GREAT BARRINGTON -- The Berkshire Hills Regional School Committee again will ask voters to approve a high school renovation project -- one with a "significant" reduction in the tax burden, school officials say.
After about 80 minutes of discussion, the committee voted unanimously on Thursday to pursue the amended version of the Monument Mountain Regional High School. The vote was set tentatively set for Nov. 4 -- which is the date of the state and national elections this year.
Voters in Great Barrington, Stockbridge and West Stockbridge will once again have a say in the proposed renovation of Monument Mountain Regional High School.
The proposal calls for new science laboratories, a greenhouse and modifications aimed at enhancing school security and bringing the building up to state and federal building codes.
The original plan, which carried a $55.6 million price tag, narrowly passed in the district's three member towns.
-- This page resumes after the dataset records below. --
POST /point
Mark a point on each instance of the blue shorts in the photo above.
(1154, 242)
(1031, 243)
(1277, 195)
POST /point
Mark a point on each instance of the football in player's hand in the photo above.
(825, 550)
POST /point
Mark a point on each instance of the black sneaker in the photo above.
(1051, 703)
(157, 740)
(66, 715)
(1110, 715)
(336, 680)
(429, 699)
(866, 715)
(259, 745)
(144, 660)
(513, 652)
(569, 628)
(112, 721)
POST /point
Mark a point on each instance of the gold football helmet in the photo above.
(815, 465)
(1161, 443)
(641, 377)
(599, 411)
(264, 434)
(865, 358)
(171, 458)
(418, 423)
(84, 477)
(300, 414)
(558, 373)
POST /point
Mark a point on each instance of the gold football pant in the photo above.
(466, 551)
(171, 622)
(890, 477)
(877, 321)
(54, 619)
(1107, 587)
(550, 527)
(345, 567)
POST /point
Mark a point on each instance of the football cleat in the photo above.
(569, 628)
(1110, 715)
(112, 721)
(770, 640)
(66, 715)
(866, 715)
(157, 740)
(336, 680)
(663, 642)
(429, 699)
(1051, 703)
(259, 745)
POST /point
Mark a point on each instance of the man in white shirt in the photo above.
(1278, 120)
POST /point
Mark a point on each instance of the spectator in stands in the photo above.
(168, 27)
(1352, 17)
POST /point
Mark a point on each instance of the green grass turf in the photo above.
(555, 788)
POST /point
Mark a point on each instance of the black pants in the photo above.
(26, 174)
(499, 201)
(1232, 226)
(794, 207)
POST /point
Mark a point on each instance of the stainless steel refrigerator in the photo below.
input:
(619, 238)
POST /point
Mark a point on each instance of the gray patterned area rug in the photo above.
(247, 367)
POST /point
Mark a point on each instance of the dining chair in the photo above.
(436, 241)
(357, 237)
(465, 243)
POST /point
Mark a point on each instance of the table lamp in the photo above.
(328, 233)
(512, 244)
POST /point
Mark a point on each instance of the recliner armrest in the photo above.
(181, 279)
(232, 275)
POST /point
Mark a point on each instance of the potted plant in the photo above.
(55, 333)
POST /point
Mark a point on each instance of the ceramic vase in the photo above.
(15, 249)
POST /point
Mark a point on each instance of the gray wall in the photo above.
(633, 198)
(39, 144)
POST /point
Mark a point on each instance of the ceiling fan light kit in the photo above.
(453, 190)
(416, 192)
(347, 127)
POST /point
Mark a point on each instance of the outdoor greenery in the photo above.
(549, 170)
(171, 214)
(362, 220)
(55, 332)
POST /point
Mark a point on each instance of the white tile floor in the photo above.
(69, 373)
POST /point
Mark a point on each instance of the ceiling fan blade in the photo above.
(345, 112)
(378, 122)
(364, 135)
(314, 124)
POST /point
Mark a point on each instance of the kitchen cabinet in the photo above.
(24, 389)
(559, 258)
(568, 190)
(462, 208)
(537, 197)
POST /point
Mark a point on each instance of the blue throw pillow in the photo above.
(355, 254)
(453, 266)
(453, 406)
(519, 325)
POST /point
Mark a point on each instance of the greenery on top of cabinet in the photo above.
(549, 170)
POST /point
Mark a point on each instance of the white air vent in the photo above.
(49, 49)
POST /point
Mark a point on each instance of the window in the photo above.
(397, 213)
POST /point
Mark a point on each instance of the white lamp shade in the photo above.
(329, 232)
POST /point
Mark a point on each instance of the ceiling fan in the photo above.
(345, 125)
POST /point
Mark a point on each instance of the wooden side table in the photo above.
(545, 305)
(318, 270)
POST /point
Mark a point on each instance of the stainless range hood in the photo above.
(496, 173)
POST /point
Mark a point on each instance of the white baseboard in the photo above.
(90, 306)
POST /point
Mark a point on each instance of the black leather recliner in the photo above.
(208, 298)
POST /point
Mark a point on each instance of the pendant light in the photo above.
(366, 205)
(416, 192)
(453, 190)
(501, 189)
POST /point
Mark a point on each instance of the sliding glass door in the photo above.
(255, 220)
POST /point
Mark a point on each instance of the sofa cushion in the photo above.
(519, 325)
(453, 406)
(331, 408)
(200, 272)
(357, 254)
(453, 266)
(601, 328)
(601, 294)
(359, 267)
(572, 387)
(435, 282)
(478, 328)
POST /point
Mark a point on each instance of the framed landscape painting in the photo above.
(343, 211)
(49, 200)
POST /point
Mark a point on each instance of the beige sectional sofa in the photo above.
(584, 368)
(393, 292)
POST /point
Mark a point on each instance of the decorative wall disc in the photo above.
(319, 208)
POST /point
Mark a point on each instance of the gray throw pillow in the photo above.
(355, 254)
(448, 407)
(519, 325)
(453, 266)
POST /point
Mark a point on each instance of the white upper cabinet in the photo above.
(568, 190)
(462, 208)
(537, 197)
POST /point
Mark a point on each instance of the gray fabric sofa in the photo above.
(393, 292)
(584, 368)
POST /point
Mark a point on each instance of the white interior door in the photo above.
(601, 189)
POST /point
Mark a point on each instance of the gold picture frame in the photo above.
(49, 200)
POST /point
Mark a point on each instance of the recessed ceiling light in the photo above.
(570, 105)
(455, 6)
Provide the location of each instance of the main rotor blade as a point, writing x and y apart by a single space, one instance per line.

But Great Barrington voters turned down the funding mechanism for the project, effectively scrapping it.
District Superintendent Peter Dillon explained to the committee and a crowd of about 40 residents and school officials that the new project will be scaled back to $51.2 million. The reimbursement by the state to the district will remain at 48 percent, or $24.3 million.
He said that the reconfigured plan will mean more savings to taxpayers for several reasons: The lower overall cost and because of the way the plan will be financed.
He said the terms of the bond financing the district's share of the project will be extended from 20 to 25 years, which would lower the annual "hit" to taxpayers.
Beyond that, he said, the district has taken out a number of aspects of the program that would not have been reimbursed by the state School Building Authority.
These include the reduction of site costs, including the proposed upgrading of the drop-off loop and curbing; reductions in upgrades to windows in the building; simplification of the HVAC system; elimination of a new track seating area; reduction in the contingency fund and using portable classrooms to speed up the construction timeline.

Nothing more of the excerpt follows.